House at 530 20th Avenue




This Real Photo postcard from Bob Schroeder’s collection has a special meaning to him because it shows his grandmother’s house, the same grandmother, Emma Holtzer, from whom he inherited a rich trove of historic photo postcards.   Since many of the postcards show scenes in the same vicinity, he speculates that his grandmother may even have taken the photos, then had them printed on special postcard paper backing.

This home at 530 20th Avenue was the second home of Alphonse and Emma Holtzer, who moved in about 1919 and remained here for over fifty years.  Emma, nee Ferkel, was the great granddaughter of Col. George Davenport.  Her father, William, was the son of Davenport’s daughter, Elizabeth, and her husband, Nicholas Ferkel.

The postcard is dated 1919, soon after the Holtzers moved in.  It shows Mr. and Mrs. Holtzer, their son, Harold, and daughter, Dorothy, who would become Bob Schroeder’s mother, as well as an unidentified aunt, all standing beside the front porch.  Alphonse, who came to America with his family in 1892, was a painter and decorator during most his working life, working for Paridon in Rock Island and Strecker and Lewis in Davenport.  He also served a term as the First Ward Alderman beginning in 1928.

Before 1915, the house was outside the city limits and therefore did not conform to Rock Island’s street-numbering system. When it first appeared in City Directories circa 1913 with an address of 594 Michigan Avenue, South Rock Island, it was the home of plumber Walter Grotegut.  The home may have been built as early as 1890.  By that time, there were already a few houses here, just one block south of the popular county fairgrounds.

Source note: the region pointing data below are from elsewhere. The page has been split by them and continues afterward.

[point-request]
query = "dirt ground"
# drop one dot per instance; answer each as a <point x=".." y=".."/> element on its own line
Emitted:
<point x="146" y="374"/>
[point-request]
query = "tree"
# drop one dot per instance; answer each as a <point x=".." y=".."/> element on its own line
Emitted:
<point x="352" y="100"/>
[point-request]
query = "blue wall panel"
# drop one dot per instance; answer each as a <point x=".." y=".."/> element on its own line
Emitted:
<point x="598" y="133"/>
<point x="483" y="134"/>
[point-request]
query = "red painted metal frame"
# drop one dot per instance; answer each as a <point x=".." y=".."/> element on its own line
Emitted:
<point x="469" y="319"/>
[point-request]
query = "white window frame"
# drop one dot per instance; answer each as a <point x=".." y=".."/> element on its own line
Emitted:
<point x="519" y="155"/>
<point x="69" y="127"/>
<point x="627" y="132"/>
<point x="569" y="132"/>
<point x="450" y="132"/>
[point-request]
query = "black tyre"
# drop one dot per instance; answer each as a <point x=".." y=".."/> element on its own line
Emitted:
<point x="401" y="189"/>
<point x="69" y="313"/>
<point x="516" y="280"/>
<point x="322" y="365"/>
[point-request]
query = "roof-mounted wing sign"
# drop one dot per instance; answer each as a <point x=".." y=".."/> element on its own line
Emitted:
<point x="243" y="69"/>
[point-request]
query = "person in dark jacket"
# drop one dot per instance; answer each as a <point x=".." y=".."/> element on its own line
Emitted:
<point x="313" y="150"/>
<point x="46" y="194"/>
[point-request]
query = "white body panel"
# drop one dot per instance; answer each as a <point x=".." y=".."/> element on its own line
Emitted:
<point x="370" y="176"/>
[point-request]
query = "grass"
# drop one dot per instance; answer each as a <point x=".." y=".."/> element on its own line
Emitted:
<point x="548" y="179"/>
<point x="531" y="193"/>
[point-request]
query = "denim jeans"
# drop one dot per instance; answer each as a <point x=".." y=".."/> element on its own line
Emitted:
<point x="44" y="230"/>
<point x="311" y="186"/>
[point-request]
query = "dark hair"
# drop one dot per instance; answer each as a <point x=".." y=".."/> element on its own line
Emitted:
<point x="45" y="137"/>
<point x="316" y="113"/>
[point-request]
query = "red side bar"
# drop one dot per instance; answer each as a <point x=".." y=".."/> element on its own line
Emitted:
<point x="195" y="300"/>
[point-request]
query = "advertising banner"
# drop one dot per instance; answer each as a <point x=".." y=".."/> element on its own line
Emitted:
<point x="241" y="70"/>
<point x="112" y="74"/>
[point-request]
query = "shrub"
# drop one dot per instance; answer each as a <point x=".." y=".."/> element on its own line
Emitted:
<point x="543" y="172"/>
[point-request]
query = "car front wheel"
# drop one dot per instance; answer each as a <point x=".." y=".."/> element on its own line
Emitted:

The clapboard siding, wider than that used between 1900 and 1920, is typical of the period before 1900.  There is little other architectural ornament, other than the diamond-shaped attic window and the oval first-floor window, to help date the house.  The large wraparound front porch likely dates from about 1910 when big porches were very popular, and the concrete block that supports the round columns was readily available.  Leaded panes can be seen in the rectangular window above the family group.

Today the house is easily recognized as the one on the postcard, although many changes have been made.  Contemporary siding hides the original clapboard and the distinctive attic window, while additions enclose the original open porch.

This article by Diane Oestreich is slightly modified from the original, which appeared in the Rock Island Argus and Moline Dispatch on May 7, 2006.